On a more basic level, production of NMR-ready cruzain will allow for more extensive study into structure-function relationships. For example, backbone dynamics of both the zymogen and mature cruzain can now be examined in order to more fully understand how conformational mobility influences proteolytic activity. In addition, selectively labeled samples may also be utilized to determine the pKa
values of residues such as the catalytic Cys25 and His162 (Supporting Information
Supplemental Figs. S8
). Such information may be useful in further dissecting the mechanism of the enzyme.
Further insight into the mechanism of in vitro
procruzain self-activation is provided by our observation that K777 impedes, but does not completely abolish, cleavage of the pro-region from the catalytic domain. Examination of the structurally homologous Cys25 to Ser25 variant of procathepsin L (1CJL, backbone RMSD for the catalytic domain with 2OZ2 = 0.582 Å)44
shows a short helix positioned orthogonally at the active site occluding the catalytic residues. However, the 44 residues immediately preceding the N-terminus of the catalytic domain lie in the substrate binding cleft and are relatively unstructured. As has been suggested for all members of the papain/cathepsin cysteine protease family,44
the pro-region in cruzain may likewise adopt a similar conformation and mode of auto-inhibition. The relatively unstructured state of the pro-region may allow for transient interactions with the catalytic domain, which in turn, allows for the active site to be exposed in a catalytically competent state. Once an “active” enzyme is available, it would be ready to proteolyze other procruzain molecules, initiating a cascade of auto-activation events.

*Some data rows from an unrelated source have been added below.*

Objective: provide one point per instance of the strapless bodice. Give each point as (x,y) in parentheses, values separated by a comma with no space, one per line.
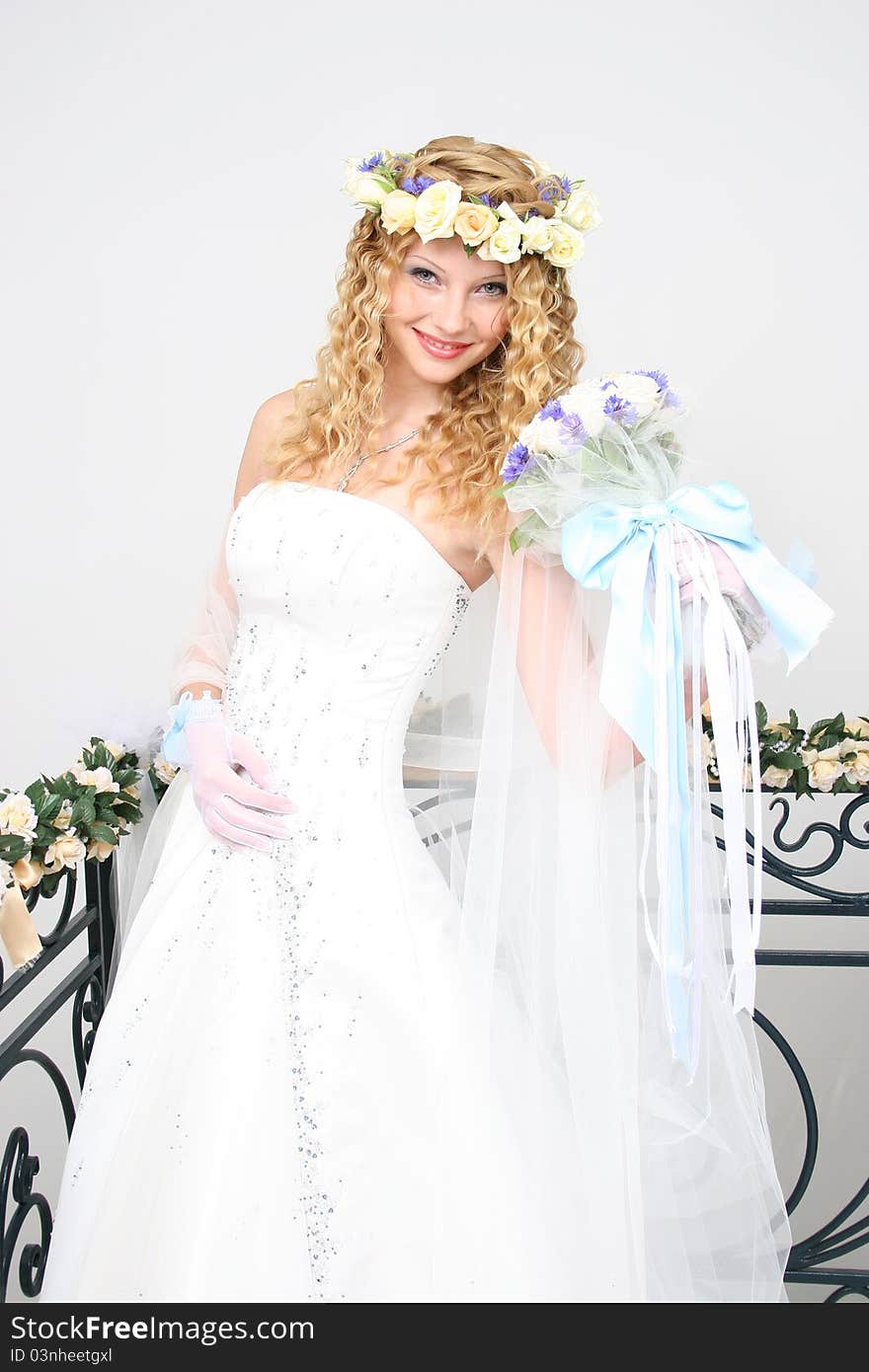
(345,609)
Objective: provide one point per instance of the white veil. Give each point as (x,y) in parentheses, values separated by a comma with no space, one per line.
(650,1181)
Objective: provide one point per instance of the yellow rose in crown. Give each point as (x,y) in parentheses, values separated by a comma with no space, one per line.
(581,210)
(398,211)
(567,245)
(506,243)
(474,222)
(435,210)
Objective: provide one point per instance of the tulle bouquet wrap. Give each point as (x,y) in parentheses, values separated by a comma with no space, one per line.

The expression and purification strategies described herein may also be adapted to papain and the other eleven known structurally homologous cysteine cathepsins, opening the possibility of characterizing their solution states via NMR spectroscopy or other biophysical methods. For example, K777 was recently demonstrated to inhibit the activities of cathepsins B, L, and S isolated from pancreatic extracts.45
Results from these studies could further the understanding of mechanisms which govern enzymatic activity, as well as assist the discovery of new inhibitors for this large family of closely related cysteine proteases.